Еще более жесткую характеристику мастера дает в своих дневниках драматург Е. Шварц:

«Он держался просто — как бы просто, одевался как бы просто, но был сноб. Особого рода сноб. Ему импонировала не знатность, а сила... он веровал, что время всегда право... Он примирял то, что ему было органично, с тем, что требовалось. Не по расчету, а по внутреннему влечению... Он любил сегодняшний день, то, что в этом дне светит, дает наслаждение, питает. И носителей этой силы узнавал, угадывал и распределял по рангам...».

Шварц пишет также о «беспокойном, капризном, женственном» характере, скрывавшемся за фасадом мужественного спокойствия, о том, что художник любил вещи гораздо больше, чем людей. Конечно, эта оценка субъективна; она удивила и обидела многих людей, знавших Лебедева гораздо ближе, чем Шварц. Однако и ближайшие ученики мэтра вспоминают, как непросто было им на первых порах найти общий язык с этим эгоцентричным, язвительным, отвергающим всяческие сантименты человеком. Порой странности житейского поведения Лебедева заслоняли от современников подлинные масштабы его творчества. И все-таки даже сугубо индивидуальные вкусы и привязанности мастера, даже те качества, которые раздражали при личном общении с ним, в конечном счете, шли на пользу издательству. Любовь к животным и добротно сделанным вещам, увлечение спортом и цирком выразились в целом ряде иллюстративных циклов, а бойцовские качества нашли применение и в педагогике, и в битвах с многочисленными оппонентами. Резкость характера Лебедева, иногда отпугивавшая его потенциальных союзников, была в то же время необходима издательству в оборонительных целях.

«Лебедев не был, конечно, единственным большим художником, искавшим новые пути развития детской книги... Но опыты Лебедева пошли дальше исканий его современников — и оказались в итоге неизмеримо более плодотворными».


Работать надо, винтовка рядом!

Когда художник обратился к оформлению детской литературы, он был уже вполне сформировавшимся многоплановым мастером: оригинальным живописцем, увлеченным эстетикой импрессионизма, кубизма, беспредметного искусства; опытным карикатуристом, сотрудничавшим с ведущими сатирическими журналами; иллюстратором книг В. Скотта, Н. Гоголя, М. Горького; знаменитым плакатистом петроградских «Окон РОСТА». Период кубистических штудий был особенно важен для Лебедева, именно этот стиль помог ему выработать четкую методику решения формальных задач, дисциплину и системность пластического мышления. Однако и в русле модной стилевой доктрины Лебедев работал по-своему, он опирался прежде всего на изучение свойств натуры и собственное понимание мира. Поэтому переход к фигуративной живописи и графике был для него вполне органичным. Безусловно, разносторонний творческий опыт пригодился мастеру в его иллюстративных экспериментах, позволил уверенно вести поиск новых выразительных средств сразу в нескольких направлениях, синтезировать открытия разных школ. Неслучайно Лебедев любил цитировать слова французской художницы М.-Э. Каве: «Нужно быть учеником всех и в то же время ничьим; все полученные уроки нужно превращать в собственное достояние». Дебют Лебедева в роли художника детской книги состоялся в 1918 г. Он участвовал в коллективном оформлении знаменитого сборника «Елка» и создал иллюстрации к арабской сказке «Лев и бык». Уже в этих изданиях заметны некоторые характерные особенности лебедевской графической манеры.

Например, литографии к арабской сказке позволяют говорить о художнике как о незаурядном, зорком и наблюдательном анималисте.

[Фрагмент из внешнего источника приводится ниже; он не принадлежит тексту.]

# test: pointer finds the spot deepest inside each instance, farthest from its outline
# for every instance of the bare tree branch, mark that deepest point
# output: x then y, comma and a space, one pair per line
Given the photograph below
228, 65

«...В нескольких пятнах и линиях передать самое характерное и типичное... В изображении каждого животного он применил особую технику... чтобы ближе подойти к внешности и индивидуальным особенностям модели». Неискушенные в вопросах эстетики дети также приняли работу художника с живым интересом и благодарностью. Однако этой выразительной серии явно не хватало цельности, единой пластической концепции. Следующая книга Лебедева была решена уже совершенно иначе. Ее можно было упрекать в чем угодно, но не в эклектике. Она привела в восторг не столько детей, сколько критиков и искусствоведов, оценивших ее как серьезнейшее событие художественной жизни, как «решительный поворот в оформлении детской книги».

«Слоненок» (1922) поражал своих первых зрителей действенностью графических характеристик персонажей, совершенно непривычным сочетанием гротескной емкости, предельного лаконизма, фактурной выразительности и точности деталей. Смелые обобщения базировались на доскональном знании внешних особенностей, «характеров», повадок представителей африканской фауны. Новаторство цикла заключалось и в выработке особого стиля (он характеризовался критиками как «европо-азиатский, архаико-современный»), совершенно органично соединившего элементы разных культур.

«...В рисунках к „Слоненку" Лебедеву удалось найти новый художественный язык, новое эмоциональное содержание и новую, вполне последовательную систему творческих приемов, отныне определившую облик и характер детской иллюстрированной книги».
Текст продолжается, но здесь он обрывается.